Fed hikes rates by a quarter point at Powell’s first meeting


The Federal Reserve raised interest rates on Wednesday and forecast at least two more hikes for 2018, signaling growing confidence U.S. tax cuts and government spending will boost the economy and inflation and lead to more aggressive future tightening.

In its first policy meeting under new Fed chief Jerome Powell, the U.S. central bank indicated that inflation should finally move higher after years below its 2 percent target and that the economy had recently gained momentum.

The Fed also raised the estimated longer-term "neutral" rate, the level at which monetary policy neither boosts nor slows the economy, a touch, in a sign the current gradual rate hike cycle could go on longer than previously thought.

"The economic outlook has strengthened in recent months," the Fed said in a statement at the end of a two-day meeting in which it lifted its benchmark overnight lending rate by a quarter of a percentage point to a range of 1.50 percent to 1.75 percent.

Inflation "is expected to move up in coming months and stabilize" around the Fed's target, it said.

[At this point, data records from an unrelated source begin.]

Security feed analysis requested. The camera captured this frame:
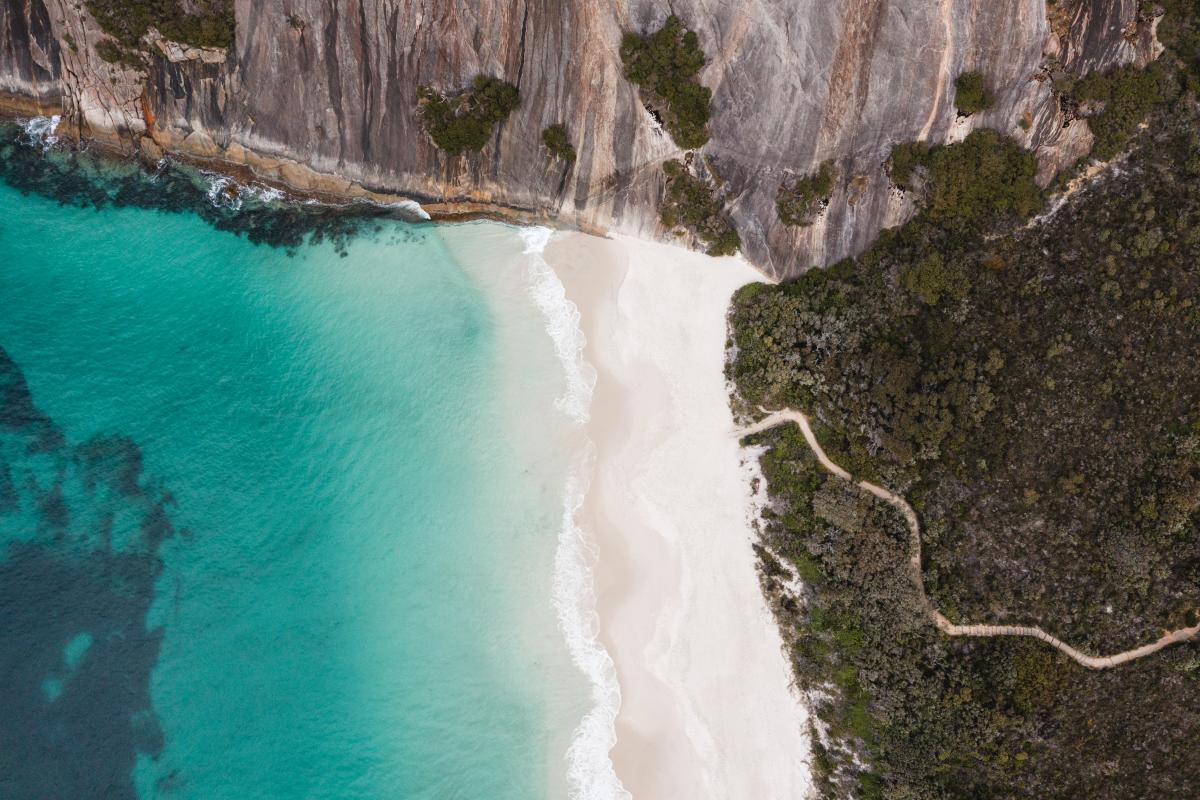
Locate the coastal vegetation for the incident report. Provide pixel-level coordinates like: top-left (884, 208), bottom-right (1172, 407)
top-left (86, 0), bottom-right (235, 48)
top-left (659, 161), bottom-right (742, 255)
top-left (0, 125), bottom-right (390, 254)
top-left (620, 14), bottom-right (713, 150)
top-left (775, 161), bottom-right (838, 225)
top-left (541, 122), bottom-right (576, 163)
top-left (954, 72), bottom-right (996, 116)
top-left (730, 34), bottom-right (1200, 799)
top-left (416, 76), bottom-right (521, 155)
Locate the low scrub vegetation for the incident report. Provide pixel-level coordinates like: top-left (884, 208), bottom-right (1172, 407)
top-left (620, 14), bottom-right (713, 150)
top-left (775, 161), bottom-right (838, 225)
top-left (541, 124), bottom-right (576, 163)
top-left (416, 76), bottom-right (521, 155)
top-left (890, 130), bottom-right (1043, 231)
top-left (954, 72), bottom-right (996, 116)
top-left (659, 161), bottom-right (742, 255)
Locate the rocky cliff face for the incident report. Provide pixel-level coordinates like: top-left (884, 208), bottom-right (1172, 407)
top-left (0, 0), bottom-right (1154, 277)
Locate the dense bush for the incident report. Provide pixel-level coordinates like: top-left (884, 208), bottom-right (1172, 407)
top-left (888, 142), bottom-right (929, 190)
top-left (730, 89), bottom-right (1200, 800)
top-left (954, 72), bottom-right (996, 116)
top-left (659, 161), bottom-right (742, 255)
top-left (775, 161), bottom-right (838, 225)
top-left (1074, 62), bottom-right (1177, 161)
top-left (416, 76), bottom-right (521, 155)
top-left (889, 130), bottom-right (1043, 231)
top-left (541, 124), bottom-right (576, 163)
top-left (86, 0), bottom-right (235, 48)
top-left (1157, 0), bottom-right (1200, 92)
top-left (620, 14), bottom-right (713, 150)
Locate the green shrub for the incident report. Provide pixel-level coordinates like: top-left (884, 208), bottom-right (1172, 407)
top-left (96, 38), bottom-right (144, 70)
top-left (416, 76), bottom-right (521, 155)
top-left (775, 161), bottom-right (838, 225)
top-left (88, 0), bottom-right (235, 49)
top-left (900, 251), bottom-right (971, 306)
top-left (1074, 62), bottom-right (1176, 161)
top-left (659, 161), bottom-right (742, 255)
top-left (924, 131), bottom-right (1043, 230)
top-left (1158, 0), bottom-right (1200, 91)
top-left (541, 124), bottom-right (575, 163)
top-left (888, 142), bottom-right (929, 188)
top-left (954, 72), bottom-right (996, 116)
top-left (620, 14), bottom-right (713, 150)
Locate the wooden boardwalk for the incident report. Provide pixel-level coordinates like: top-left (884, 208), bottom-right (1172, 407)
top-left (738, 409), bottom-right (1200, 669)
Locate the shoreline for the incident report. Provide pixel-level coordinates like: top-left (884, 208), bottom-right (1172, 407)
top-left (0, 98), bottom-right (610, 236)
top-left (545, 234), bottom-right (810, 800)
top-left (2, 113), bottom-right (809, 800)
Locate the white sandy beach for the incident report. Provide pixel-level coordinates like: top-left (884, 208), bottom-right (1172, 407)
top-left (546, 234), bottom-right (809, 800)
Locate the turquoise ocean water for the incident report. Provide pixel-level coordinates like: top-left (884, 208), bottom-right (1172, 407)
top-left (0, 126), bottom-right (602, 800)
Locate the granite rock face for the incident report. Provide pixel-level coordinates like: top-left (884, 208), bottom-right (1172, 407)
top-left (0, 0), bottom-right (1156, 277)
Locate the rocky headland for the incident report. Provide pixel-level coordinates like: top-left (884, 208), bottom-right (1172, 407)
top-left (0, 0), bottom-right (1157, 278)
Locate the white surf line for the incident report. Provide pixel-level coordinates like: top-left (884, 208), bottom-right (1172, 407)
top-left (738, 409), bottom-right (1200, 669)
top-left (917, 0), bottom-right (954, 142)
top-left (517, 228), bottom-right (632, 800)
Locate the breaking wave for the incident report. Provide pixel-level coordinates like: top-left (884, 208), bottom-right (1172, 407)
top-left (19, 114), bottom-right (62, 150)
top-left (520, 228), bottom-right (631, 800)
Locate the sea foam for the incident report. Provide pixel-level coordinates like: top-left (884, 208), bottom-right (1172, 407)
top-left (521, 228), bottom-right (596, 425)
top-left (520, 228), bottom-right (631, 800)
top-left (22, 114), bottom-right (62, 150)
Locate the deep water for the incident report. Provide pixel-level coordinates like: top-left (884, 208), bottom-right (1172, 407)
top-left (0, 125), bottom-right (588, 800)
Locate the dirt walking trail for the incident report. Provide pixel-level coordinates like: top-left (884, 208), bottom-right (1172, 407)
top-left (738, 409), bottom-right (1200, 669)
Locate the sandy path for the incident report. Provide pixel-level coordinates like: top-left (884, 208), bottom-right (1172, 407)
top-left (738, 409), bottom-right (1200, 669)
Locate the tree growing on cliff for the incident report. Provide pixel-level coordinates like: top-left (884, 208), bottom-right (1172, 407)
top-left (88, 0), bottom-right (235, 48)
top-left (659, 161), bottom-right (742, 255)
top-left (541, 122), bottom-right (576, 164)
top-left (620, 14), bottom-right (713, 150)
top-left (416, 76), bottom-right (521, 156)
top-left (775, 161), bottom-right (838, 225)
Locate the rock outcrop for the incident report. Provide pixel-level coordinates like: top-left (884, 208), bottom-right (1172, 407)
top-left (0, 0), bottom-right (1156, 277)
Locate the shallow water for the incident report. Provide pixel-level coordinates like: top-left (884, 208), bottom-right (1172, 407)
top-left (0, 130), bottom-right (593, 800)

The move was the latest step away from years of stimulating the world's largest economy in the wake of the 2007-2009 financial crisis and recession. The Fed tightened policy three times last year.

In January, the Fed left the key rate in a target range of 1.25 per cent to 1.5 per cent, after the final meeting of the central bank's monetary policy committee under departing chairwoman Janet Yellen.

The most recent interest rate hike was issued by the Fed in December.

Wednesday's action sets the Federal Funds rate - paid by banks for overnight loans - at the highest target since the depths of the 2008 financial crisis, when the central bank slashed the benchmark from 2 per cent to a near-zero range, an all-time low.

The Fed had kept the near-zero rate unchanged for seven years, before starting to tighten monetary policy in December 2015.

In October, the Fed began reducing its unprecedented bond holdings of more than 4 trillion dollars, by 20 billion dollars a month, a process that is "proceeding smoothly," Powell said.

"Barring a very significant and unexpected weakening in the outlook, we do not intend to alter this program," he said.

The balance sheet had swelled by some 3.7 trillion dollars from 2008-2014, during three rounds of so-called quantitative easing in a post-crisis period of slow growth and minimal inflation.

Powell, a lawyer with a background in finance and banking, is the first non-economist to helm the Fed since the 1970s.